Like every kid in Titusville, a small town in the northwest corner of Pennsylvania, Chris Crisman C’03 spent a week of sixth grade at hunting camp, learning how to shoot a rifle. All was well when his parents dropped him off at the beginning of camp, but something was different by the time they picked him up. He vividly remembers being hit with a sense of foreboding as he got in the car.
“They told me things were going to change a little bit,” he says. “People were going to start getting laid off.”
Crisman’s father had worked as an hourly shift-worker at Cytemps Specialty Steel for 21 years, alongside his brother, most of his friends, and his own father. When parent company Cyclops Industries unloaded its steel entities in the early 1990s, the tenor of Titusville changed. Reps from the steelworkers’ union—Crisman’s dad is a vice president—battled with their corporate counterparts for long hours behind closed doors. Titusvillians kept their radios tuned to the local news for the latest updates on the arbitrations. Everything was at stake—their livelihood, their health. Almost all of the steelworkers had sustained multiple injuries over the years. The list for Crisman’s father begins with two disintegrated discs in his back, three heart surgeries, and a replaced hip. “And that’s just the physical stuff,” Crisman adds.
His dad was one of the lucky ones—he’d worked just long enough for his pension and benefits to kick in.
“It was a strange time,” Crisman remembers. As a teenager at Titusville High, he was aware of a general mood shift and of specific changes, like his dad going to work at a Salvation Army two days a week and his mom’s dog-grooming business suddenly becoming the family’s major source of income. But the big picture—the realization that he’d witnessed the end of an era—didn’t begin to emerge until he left his hometown and matriculated at Penn. As an undergrad, the pull of Titusville grew stronger and stronger until it even made its way into his coursework.
In 2002, Crisman, a double major in environmental studies and photography, received a Nassau Fund grant to document western Pennsylvania’s vanishing steel industry. He made the 12-hour round trip home several times that year to produce a series of photographs of Titusville’s hulking, abandoned steel mills.
After graduation Crisman stayed in Philadelphia and wedged his foot in the door of the commercial-photography business with gigs as an assistant. Whenever he returned home to Titusville, he’d read obituaries in the local paper of former steelworkers. They were dying a lot younger than they should’ve been.
“I had it in the back of my mind that I wanted to do portraits of these guys while they were still alive,” he says. “I realized that documenting the buildings wasn’t as important, that the American steelworker is iconic, and that soon they’re not going to exist anymore.” Crisman’s father asked around and made some appointments. Then he went along with Chris and talked with the guys while his son set up lights and scouted for the right shot.
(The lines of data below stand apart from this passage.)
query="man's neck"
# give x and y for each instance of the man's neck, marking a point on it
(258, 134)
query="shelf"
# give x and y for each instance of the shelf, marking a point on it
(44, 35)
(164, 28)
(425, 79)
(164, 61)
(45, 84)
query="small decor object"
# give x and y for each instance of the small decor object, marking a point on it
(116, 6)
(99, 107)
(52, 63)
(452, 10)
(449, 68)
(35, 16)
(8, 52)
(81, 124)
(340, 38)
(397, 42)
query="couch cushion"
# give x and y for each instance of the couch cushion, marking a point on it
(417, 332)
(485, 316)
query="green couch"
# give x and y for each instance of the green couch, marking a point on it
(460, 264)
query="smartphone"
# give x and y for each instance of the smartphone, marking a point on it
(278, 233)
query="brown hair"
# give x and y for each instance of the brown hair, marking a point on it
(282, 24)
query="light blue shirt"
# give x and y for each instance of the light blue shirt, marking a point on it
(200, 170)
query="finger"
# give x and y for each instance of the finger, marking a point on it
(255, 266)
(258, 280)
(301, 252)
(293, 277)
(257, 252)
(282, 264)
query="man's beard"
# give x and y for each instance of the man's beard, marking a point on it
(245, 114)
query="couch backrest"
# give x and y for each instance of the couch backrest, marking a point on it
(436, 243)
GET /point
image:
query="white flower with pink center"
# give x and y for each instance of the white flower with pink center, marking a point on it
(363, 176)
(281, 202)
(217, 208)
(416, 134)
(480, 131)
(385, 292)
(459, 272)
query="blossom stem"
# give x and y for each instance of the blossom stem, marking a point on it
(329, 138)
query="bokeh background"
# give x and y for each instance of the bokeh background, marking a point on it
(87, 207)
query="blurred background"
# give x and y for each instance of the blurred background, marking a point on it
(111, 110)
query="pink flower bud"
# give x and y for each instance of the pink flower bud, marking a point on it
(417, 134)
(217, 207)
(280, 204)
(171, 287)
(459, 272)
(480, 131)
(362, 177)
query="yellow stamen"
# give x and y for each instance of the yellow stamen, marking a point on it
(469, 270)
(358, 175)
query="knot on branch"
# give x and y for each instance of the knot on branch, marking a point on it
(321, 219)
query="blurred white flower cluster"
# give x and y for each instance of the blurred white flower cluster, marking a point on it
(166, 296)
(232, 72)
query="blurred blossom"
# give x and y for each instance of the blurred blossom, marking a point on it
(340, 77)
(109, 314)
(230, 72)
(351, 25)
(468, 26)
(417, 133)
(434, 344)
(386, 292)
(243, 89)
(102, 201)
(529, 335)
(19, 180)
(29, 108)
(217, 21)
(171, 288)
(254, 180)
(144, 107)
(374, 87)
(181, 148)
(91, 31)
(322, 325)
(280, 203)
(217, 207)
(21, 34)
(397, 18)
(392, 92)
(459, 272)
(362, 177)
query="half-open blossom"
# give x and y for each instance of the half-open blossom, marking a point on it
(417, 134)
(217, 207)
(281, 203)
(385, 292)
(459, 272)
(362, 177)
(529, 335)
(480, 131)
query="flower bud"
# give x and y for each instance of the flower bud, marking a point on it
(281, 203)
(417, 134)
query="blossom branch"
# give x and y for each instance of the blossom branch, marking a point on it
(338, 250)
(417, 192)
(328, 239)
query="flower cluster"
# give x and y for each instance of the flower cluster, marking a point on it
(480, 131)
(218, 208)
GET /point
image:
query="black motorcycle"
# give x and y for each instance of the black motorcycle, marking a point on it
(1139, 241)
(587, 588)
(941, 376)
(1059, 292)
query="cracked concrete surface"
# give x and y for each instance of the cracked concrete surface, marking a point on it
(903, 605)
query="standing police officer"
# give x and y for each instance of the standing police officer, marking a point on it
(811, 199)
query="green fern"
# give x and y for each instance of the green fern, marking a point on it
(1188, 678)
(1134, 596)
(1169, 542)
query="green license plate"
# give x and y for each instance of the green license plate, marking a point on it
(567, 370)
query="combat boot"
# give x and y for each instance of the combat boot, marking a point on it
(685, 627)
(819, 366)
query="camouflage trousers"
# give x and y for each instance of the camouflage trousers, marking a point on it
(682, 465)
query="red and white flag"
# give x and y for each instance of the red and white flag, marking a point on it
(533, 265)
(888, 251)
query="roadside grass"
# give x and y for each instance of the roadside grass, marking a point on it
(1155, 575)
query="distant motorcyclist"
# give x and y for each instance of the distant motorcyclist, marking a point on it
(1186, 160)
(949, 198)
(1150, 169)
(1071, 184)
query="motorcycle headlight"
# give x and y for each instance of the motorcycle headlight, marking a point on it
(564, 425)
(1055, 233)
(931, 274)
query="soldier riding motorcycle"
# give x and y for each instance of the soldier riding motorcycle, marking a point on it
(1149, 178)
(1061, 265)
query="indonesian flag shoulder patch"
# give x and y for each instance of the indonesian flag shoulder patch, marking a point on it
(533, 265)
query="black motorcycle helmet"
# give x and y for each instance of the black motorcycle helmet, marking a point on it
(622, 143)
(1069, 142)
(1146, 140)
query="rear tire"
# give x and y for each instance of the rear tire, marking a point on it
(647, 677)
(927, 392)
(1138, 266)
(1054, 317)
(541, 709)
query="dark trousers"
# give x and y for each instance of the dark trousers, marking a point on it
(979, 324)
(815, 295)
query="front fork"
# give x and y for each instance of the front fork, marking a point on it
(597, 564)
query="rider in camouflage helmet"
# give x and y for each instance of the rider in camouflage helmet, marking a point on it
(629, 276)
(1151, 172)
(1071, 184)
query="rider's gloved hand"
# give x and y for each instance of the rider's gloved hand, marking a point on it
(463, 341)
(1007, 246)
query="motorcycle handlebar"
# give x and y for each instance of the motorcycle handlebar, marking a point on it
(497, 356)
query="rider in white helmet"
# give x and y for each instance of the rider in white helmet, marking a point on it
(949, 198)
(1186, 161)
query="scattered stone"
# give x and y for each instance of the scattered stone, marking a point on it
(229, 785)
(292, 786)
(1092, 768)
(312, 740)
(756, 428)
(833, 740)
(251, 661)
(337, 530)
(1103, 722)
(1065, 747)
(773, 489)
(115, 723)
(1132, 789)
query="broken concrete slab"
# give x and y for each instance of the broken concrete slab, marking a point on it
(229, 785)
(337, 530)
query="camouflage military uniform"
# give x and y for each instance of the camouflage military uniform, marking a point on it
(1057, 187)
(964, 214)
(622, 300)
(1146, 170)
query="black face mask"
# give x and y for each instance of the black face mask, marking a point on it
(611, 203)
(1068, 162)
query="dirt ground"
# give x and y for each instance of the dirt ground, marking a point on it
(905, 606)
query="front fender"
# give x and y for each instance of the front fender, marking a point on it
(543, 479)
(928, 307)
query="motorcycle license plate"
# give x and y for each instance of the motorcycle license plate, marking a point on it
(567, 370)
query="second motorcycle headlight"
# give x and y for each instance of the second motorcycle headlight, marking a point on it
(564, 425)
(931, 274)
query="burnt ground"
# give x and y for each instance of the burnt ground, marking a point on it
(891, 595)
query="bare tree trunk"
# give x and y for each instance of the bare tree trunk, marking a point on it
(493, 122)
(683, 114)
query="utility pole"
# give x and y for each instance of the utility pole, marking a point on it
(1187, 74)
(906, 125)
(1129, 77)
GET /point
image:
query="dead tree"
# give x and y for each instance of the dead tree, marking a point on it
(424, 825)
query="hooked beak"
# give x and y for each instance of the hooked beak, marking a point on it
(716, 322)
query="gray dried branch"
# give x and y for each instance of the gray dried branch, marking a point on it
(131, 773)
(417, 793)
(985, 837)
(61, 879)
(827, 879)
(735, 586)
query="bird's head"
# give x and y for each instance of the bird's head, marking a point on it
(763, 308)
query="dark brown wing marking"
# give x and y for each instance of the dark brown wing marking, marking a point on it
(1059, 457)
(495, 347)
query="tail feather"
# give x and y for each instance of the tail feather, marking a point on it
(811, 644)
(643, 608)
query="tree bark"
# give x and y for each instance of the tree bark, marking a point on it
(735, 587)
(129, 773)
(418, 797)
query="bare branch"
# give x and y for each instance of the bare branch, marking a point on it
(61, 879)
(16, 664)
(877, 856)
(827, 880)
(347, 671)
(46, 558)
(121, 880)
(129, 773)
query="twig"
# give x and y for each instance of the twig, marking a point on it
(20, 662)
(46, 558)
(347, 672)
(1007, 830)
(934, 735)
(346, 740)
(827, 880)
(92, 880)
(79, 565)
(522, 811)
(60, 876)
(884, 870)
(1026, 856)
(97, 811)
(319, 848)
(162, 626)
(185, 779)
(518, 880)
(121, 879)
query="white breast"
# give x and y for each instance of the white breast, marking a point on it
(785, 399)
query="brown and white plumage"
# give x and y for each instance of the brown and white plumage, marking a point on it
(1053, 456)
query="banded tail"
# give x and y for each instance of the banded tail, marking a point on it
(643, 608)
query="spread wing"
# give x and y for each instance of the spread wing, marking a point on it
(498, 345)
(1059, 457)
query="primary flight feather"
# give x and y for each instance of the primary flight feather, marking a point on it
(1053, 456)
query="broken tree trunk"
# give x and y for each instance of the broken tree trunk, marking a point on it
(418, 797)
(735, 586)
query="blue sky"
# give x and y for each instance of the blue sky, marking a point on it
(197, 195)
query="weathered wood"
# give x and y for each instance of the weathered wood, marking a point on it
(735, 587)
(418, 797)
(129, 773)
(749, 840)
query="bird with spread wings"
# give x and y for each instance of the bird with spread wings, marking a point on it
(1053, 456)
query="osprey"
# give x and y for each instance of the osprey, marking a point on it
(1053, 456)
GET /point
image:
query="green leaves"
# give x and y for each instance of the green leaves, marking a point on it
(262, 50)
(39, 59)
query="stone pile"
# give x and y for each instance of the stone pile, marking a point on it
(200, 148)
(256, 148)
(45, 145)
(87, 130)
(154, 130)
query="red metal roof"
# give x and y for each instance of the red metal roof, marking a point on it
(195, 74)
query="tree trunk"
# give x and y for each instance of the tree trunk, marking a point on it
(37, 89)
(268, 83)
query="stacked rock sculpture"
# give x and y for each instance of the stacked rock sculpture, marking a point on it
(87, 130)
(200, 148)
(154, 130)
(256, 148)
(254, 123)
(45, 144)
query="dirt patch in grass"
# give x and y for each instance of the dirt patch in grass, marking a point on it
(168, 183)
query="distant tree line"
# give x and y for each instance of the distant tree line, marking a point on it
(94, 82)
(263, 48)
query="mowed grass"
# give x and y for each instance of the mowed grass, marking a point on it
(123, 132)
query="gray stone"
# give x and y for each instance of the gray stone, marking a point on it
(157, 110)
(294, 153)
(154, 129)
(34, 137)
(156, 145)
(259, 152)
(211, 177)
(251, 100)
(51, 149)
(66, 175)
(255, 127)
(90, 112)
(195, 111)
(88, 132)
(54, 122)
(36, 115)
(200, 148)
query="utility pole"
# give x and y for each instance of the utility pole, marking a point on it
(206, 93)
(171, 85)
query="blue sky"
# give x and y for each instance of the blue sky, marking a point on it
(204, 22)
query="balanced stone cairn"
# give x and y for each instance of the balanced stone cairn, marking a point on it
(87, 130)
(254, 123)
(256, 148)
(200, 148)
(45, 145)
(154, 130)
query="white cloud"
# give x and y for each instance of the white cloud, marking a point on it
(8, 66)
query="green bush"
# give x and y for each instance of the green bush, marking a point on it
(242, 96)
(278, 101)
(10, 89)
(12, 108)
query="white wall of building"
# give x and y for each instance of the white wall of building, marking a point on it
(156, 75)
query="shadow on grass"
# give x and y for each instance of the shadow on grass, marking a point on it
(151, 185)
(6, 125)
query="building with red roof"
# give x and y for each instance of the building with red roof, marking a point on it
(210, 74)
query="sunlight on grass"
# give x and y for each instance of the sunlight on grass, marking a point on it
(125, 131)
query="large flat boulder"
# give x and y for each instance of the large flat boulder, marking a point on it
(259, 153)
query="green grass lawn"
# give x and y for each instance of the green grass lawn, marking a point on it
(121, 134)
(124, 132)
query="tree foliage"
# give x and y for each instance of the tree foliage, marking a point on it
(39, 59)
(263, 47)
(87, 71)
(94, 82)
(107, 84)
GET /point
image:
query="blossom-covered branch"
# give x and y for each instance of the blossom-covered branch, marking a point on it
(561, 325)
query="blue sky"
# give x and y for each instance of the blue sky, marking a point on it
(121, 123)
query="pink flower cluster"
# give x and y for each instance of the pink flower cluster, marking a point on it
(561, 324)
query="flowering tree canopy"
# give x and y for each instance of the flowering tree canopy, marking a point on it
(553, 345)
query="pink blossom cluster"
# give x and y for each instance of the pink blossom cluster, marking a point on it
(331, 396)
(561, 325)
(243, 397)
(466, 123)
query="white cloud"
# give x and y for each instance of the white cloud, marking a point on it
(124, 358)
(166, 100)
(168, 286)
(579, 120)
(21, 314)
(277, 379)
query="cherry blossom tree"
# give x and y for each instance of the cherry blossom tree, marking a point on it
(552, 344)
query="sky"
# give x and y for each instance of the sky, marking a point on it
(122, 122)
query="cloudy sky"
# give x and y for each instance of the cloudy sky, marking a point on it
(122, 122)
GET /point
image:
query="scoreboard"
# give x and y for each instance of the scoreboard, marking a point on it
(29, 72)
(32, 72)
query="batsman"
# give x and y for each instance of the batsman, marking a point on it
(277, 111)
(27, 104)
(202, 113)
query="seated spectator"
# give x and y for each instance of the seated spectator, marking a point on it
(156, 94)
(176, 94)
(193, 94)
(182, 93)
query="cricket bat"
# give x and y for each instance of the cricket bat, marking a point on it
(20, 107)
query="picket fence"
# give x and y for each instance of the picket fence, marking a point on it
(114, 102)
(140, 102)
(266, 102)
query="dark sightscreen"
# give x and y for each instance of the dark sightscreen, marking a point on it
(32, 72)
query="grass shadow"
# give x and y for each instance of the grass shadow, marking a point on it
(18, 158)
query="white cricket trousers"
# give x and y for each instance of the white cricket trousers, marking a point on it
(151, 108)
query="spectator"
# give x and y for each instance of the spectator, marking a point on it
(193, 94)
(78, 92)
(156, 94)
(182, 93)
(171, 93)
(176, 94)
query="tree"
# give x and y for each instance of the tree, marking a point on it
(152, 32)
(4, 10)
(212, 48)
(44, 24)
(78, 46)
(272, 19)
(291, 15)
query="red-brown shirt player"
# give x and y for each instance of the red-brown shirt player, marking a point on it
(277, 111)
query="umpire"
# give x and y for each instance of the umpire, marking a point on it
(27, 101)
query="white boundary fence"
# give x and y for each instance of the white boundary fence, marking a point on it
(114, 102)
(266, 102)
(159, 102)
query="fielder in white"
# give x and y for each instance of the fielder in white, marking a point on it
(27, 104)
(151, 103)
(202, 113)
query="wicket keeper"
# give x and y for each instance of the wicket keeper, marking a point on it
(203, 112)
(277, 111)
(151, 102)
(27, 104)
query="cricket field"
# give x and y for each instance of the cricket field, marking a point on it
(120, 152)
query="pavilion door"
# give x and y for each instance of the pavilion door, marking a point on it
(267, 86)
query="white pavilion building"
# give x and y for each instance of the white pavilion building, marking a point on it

The resulting series, “Titusville Steelworkers,” was one of 140 projects out of 8,461 entries to win Communication Artsmagazine’s 47th annual photography competition. The publication featured five portraits in their August issue. And based on the series, the Canadian Magenta Foundation named Crisman one of 20 emerging U.S. photographers in 2006 and included his work in a book that came out in November. Some of the shots, blown up to 40 x 60 inches, were exhibited at F.U.E.L. gallery in Philadelphia’s Old City in August. The effect when they’re enlarged is mesmerizing.
Some of the compositions pay homage to the longstanding tradition in portraiture of letting props invoke a sitter’s character. Lou Locke, in uniform and holding an American flag, stands in a doorway surrounded by framed pictures of his family, Jesus, a souvenir postcard from Chincoteague, and an illustration of two bucks locking antlers. Lester Warner sits in a beige armchair; on the wall behind him hang a buck mount, a collection of wall clocks, and a pair of flowery drapes. His glass-front gun cabinet is set up in the corner.
Crisman fits the work in between his paying jobs: taking photos for magazines and advertising, commercial, and corporate clients. He likes the balance of commercial work with self-funded fine-art projects.
“There’s a different level of intimacy with the steelworkers,” Crisman says. “These guys are really comfortable in their skin.” Some of the steelworkers think the photo shoots are exciting; for others, it’s quite the opposite. Lester Warner was the most hesitant—he feared someone might filch his guns.
Each time Crisman steals home to make more pictures, he reads more obits and feels a sense of urgency all over again. “But none of the guys I’ve shot have passed,” he says. He thinks for a second. “Yeah, none of the guys have passed yet. Maybe it’s a good omen for them.”